15.4.14

Güvercin

“Yürümek yatıştırır. Yürümede sağaltıcı bir güç vardır. Düzenli biçimde hep bir ayağı öbürünün ilerisine basma, aynı zamanda kolları ritmik bir biçimde kürek çeker gibi sallayıp soluma sıklığının yükselmesi, nabzın hafifçe uyarılması, gözün ve kulağın yönün saptanmasına ve dengenin korunmasına yönelik etkinlikleri, akıp giden havanın deri yüzeyinde duyumlanışı – bütün bunlar bedenle zihni hiç karşı durulmaz biçimde birbirine yaklaştıran ve ruhu, ne kadar dumura uğramış, zedelenmiş de olsa, büyüten, genişleten olaylardır.”

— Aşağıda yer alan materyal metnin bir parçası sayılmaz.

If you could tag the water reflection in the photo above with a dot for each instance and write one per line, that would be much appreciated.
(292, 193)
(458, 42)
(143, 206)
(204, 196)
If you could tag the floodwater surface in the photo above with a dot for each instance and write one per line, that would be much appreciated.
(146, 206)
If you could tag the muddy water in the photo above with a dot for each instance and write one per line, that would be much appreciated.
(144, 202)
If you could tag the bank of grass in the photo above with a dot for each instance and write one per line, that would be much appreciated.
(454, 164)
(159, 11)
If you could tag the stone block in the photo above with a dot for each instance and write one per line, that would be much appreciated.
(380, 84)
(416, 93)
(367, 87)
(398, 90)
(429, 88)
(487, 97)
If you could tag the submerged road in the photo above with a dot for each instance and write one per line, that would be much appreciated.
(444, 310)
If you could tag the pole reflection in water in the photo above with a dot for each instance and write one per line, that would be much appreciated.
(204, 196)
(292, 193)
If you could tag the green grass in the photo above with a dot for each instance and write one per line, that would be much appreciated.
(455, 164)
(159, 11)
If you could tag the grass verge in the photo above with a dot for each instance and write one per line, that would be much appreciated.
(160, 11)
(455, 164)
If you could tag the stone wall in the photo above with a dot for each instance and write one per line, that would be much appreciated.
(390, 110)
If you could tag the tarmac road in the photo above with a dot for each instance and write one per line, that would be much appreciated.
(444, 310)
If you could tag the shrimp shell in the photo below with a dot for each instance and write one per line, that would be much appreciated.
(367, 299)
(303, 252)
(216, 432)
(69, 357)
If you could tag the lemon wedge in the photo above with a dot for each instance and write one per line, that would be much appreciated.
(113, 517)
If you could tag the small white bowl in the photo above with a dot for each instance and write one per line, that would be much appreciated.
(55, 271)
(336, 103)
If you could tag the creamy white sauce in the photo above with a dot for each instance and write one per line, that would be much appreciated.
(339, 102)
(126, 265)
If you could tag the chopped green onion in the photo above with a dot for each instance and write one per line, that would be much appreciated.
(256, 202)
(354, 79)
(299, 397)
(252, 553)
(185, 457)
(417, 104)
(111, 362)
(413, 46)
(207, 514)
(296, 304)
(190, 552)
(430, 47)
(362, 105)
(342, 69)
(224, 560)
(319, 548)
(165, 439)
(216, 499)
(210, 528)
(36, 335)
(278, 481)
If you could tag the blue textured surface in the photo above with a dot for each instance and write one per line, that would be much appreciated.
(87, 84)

1949 doğumlu Alman yazar Patrick Süskind’in, kendisine büyük ün sağlayan romanı “Koku”dan sonra kaleme aldığı bu uzun öyküde 30 yıldır ufacık bir o
dada içine kapanık, tek başına bir hayat sürdürmekte olan ve bir bankada güvenlik görevlisi olarak çalışan, sadece evinden sıkıcı ve rutin işine gidip, işinden evine dönen, son derece planlı, titiz, hatta hastalık derecesinde kurallı yaşayan Jonathan Noel’in, bir sabah odasının kapısının önünde bir güvercine rastlamasıyla alt üst olan huzuru, iç dengesi ve hayatının o zor 1 günlük dönemi müthiş bir gözlem gücü ve detaycılıkla anlatılıyor.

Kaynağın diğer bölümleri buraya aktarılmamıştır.